Sometimes as the new person you can get pulled into several non-essential projects, meetings, or other concerns that have nothing to do with your job and can set the stage for conflict you don’t want to be in the middle of. The hard part is, in the spirit of being friendly and accommodating, you may feel obligated to get involved. Check with your manager if a request seems outside of the bounds of your duties. Better to get clarity up front rather than getting pulled into a situation that could have negative consequences for you in the future.
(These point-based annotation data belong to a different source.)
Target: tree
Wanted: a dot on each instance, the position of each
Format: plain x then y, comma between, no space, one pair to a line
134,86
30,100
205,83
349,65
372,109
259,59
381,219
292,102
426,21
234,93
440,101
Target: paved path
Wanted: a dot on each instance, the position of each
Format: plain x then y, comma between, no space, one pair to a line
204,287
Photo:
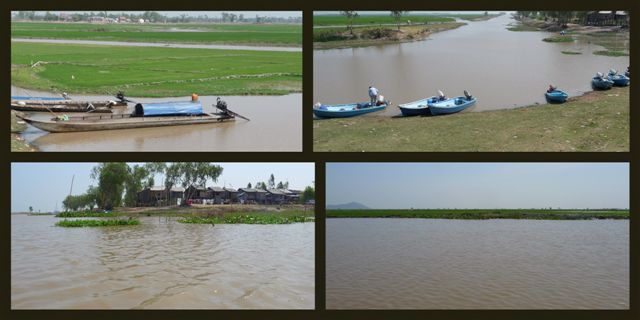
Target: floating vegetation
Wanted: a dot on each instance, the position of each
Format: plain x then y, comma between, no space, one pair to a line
97,223
249,219
611,53
83,214
558,39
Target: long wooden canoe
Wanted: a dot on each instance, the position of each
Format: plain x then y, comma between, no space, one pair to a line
66,106
119,121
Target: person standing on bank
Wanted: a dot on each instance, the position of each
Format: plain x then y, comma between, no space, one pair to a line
373,94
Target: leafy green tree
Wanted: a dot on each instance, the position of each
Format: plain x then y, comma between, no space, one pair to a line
111,177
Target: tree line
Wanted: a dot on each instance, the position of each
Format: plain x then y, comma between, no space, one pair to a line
561,17
119,183
151,16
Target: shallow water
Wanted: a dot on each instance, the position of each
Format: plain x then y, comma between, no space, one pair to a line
477,264
502,68
276,125
161,264
163,45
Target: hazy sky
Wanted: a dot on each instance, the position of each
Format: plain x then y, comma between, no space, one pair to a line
479,185
247,14
45,185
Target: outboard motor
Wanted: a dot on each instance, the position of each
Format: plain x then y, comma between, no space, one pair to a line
222,106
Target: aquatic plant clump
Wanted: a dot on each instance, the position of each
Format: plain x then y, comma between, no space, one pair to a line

It seems logical that when you were hired, the desire was to have you be a fresh set of eyes on existing challenges and that you would come up with great ideas to address opportunities. In the beginning part of your job that is not the case. Until you have established yourself with people through success on more manageable projects, talking about your accomplishments at other companies in the past comes off to insiders as a lack of maturity. You need to respect others who are more knowledgeable about practices in the company and the struggles they have made to get things where they are today. That doesn’t mean you will like what you see, or that you are given a task of a major initiative right away. Stay humble to the team you are working with, ask questions, and influence others with your thoughts until your expertise is sought out.
This guidance applies to new and post job integration. Even in a casual setting, never disparage your former company or employer. Also, don’t show your frustration about why the new company does something a certain way. Always approach difficult people or situations, past, and present objectively. In other words, state that you see not only the challenges, but the opportunities as well. Regarding your past, simply state you always evaluate your personal needs and make decisions accordingly including finding new employment.
As the shiny new hire, you might find “friends” wanting to include you in office gossip and rumor mills. On one hand, it’s great to be included, even if the information is bias. On the other hand, you should maintain a professional decorum. In this case, it's best to politely acknowledge you don’t know about the situation and play dumb without taking a side, so that you can listen but not participate. Depending on what you hear, talk to your manager about it, but never say who the person was who told you.
It’s easy to get caught up in all of the things you have to do to showthe company you were a good hire. But if you don’t evaluate what you have learned, where the open gaps are, and where you are headed, you might get frustrated down the road. When you set monthly check-ins for yourself, you can decide if the job is what you thought it would be or not. If not, then you need to evaluate your next move in terms of making repairs or moving on. If everything is working out great, then an ongoing evaluation of your job and work environment becomes a normal aspect of staying on track with your career growth and development.
A new job is both thrilling and intimidating at the same time. You want to prove to those you work with that you were the right choice. If you remain observant, listen, evaluate, and then execute while maintaining a positive attitude, your role and place in the company will get clearer. Planning correctly at the start will position you for future growth opportunities and puts you on the path to being viewed as a key contributor.